Otherwise, they use a Patronus. (Unless, like Sirius Black when he
uses the Gryffindor fireplace in GoF, they don't have a wand. In OoP,
he seems to have acquired one somehow (just as the DEs, who've been in
Azkaban, somehow have wands again even though Ollivander hasn't yet
disappeared) but uses the fireplace anyway. Why doesn't Sirius send
Harry a Patronus? I guess he doesn't want the other Gryffindors to see
it. Or he doesn't have a wand yet. Or JKR wanted him to nearly get
caught by Umbridge in the fireplace.
> zgirnius:
> Exactly why I do not think it in any way indicates how Snape
communicated. The statement is not informing Harry or us about the
details of how Snape communicated, or the various ways in which other
Order members might do so. It is a very gentle reminder to Harry that
going to an Order member, not Umbridge's Floo, was a more reliable
means of communicating. Much nicer than saying "WHY DID YOU NOT GO TO
SNAPE?!"
Carol:
Well, true. But it also *suggests* that Snape used that same reliable
form of communication. If Harry had gone to Snape, he would have seen
Snape cast his Patronus (or Snape would have had to find some other
way to communicate with the Order to prove that Sirius was alive and
safe.
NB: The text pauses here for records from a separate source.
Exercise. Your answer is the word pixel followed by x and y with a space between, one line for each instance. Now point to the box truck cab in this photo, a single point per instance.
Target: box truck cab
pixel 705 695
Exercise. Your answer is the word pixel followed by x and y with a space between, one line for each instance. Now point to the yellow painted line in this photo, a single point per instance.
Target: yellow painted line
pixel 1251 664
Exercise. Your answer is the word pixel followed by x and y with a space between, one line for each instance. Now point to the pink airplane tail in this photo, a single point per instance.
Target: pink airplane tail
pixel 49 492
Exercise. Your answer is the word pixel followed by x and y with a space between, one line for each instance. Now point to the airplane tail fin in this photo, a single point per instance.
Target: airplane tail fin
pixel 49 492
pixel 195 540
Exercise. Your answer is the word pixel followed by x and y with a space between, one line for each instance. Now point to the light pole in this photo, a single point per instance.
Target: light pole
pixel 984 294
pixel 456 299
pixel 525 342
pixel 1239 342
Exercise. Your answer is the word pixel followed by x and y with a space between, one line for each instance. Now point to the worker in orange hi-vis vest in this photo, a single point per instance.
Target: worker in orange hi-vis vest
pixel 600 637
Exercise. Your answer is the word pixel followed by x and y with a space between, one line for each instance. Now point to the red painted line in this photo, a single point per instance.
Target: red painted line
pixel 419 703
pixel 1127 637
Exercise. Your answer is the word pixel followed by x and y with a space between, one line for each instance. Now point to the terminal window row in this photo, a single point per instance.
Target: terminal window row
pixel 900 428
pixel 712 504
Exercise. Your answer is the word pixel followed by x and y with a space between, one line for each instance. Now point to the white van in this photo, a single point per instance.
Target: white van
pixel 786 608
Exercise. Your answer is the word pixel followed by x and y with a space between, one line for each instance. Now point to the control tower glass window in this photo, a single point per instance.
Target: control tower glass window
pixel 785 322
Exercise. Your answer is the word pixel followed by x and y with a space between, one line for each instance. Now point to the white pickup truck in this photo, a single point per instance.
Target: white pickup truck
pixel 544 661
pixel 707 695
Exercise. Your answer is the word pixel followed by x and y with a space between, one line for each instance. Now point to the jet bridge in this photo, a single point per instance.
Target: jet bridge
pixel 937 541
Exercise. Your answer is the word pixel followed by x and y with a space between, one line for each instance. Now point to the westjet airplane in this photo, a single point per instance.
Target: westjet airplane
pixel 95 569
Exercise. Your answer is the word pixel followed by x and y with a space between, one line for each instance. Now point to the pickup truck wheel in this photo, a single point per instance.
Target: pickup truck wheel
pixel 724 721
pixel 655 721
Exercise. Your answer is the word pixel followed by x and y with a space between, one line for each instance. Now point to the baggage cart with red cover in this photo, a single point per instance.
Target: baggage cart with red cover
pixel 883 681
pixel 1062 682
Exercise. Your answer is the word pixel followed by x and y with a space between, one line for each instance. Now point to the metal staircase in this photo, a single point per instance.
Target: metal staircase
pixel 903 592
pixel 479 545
They couldn't have used Snape's fireplace, which was being
monitored, to go to 12 GP together, and I doubt that Snape would have
said, "Let me fly/walk/run to the gates and Disapparate, Potter, and
find out for you." The Patronus would have been fast and foolproof,
and would have conveniently shown Harry where Snape's loyalties lie if
Harry had eyes to see, but, of course, we wouldn't have had the MoM
fiasco and the whole Snape storyline, which depends on ambiguity,
would have been ruined.
zgirnius:
> <snip> I do not believe Snape would have wanted Sirius to see his
Patronus. He might as well have just showed it to Harry (which
apparently he does not wish to do, since in HBP he teaches some other
way to deal with Dementors.
Carol:
That's possible. But, as I said earlier, Sirius probably would not
have interpreted it correctly. Young Severus called Lily a Mudblood,
their friendship ended, and Snape later joined the Death Eaters. Would
Sirius believe that Snape, whom he hates and thinks is still loyal to
Voldemort, was in love with Lily, James Potter's wife, who had died
fourteen years earlier? I don't think Sirius has even the remotest
understanding of snape or the remotest desire to understand him, and
he's not going to understand the significance of the doe Patronus. Nor
would he even be thinking about the form of the Patronus in a message
or messages involving Harry and Voldemort. In DH, however, I agree
that he doesn't want *Harry* to see his Patronus. But Harry has a Stag
Patronus, and he would certainly wonder why Snape's Patronus so
closely matches his own. It's important to Snape for personal reasons,
and for his own safety (as Portrait!DD notes in DH) that Harry not
know that Snape is helping him. (Sirius wouldn't believe it; he thinks
that Snape will use the Occlumency lessons to hurt Harry.)
zgirnius quotes:
> > jenny: How did snape keep his patronus secret from the rest of the
order?
> > J.K. Rowling: He was careful not to use the talking Patronus means
of communication with them. This was not difficult, as his particular
job within the Order, ie, as spy, meant that sending a Patronus to any
of them might have given away his true allegiance.
Carol responds:
Yes, I'm familiar with this "explanation." But it's not consistent
with canon. Snape seems to have used the Patronus to communicate at
the end of OoP. He seems to have Apparated and visited 12 GP in person
during holidays, and he would not have needed to communicate to the
Order directly when both he and DD were at Hogwarts. But I don't trust
JKR's explanations, for example, why Harry can't see Thestrals at the
end of GoF even though he's watched Cedric die.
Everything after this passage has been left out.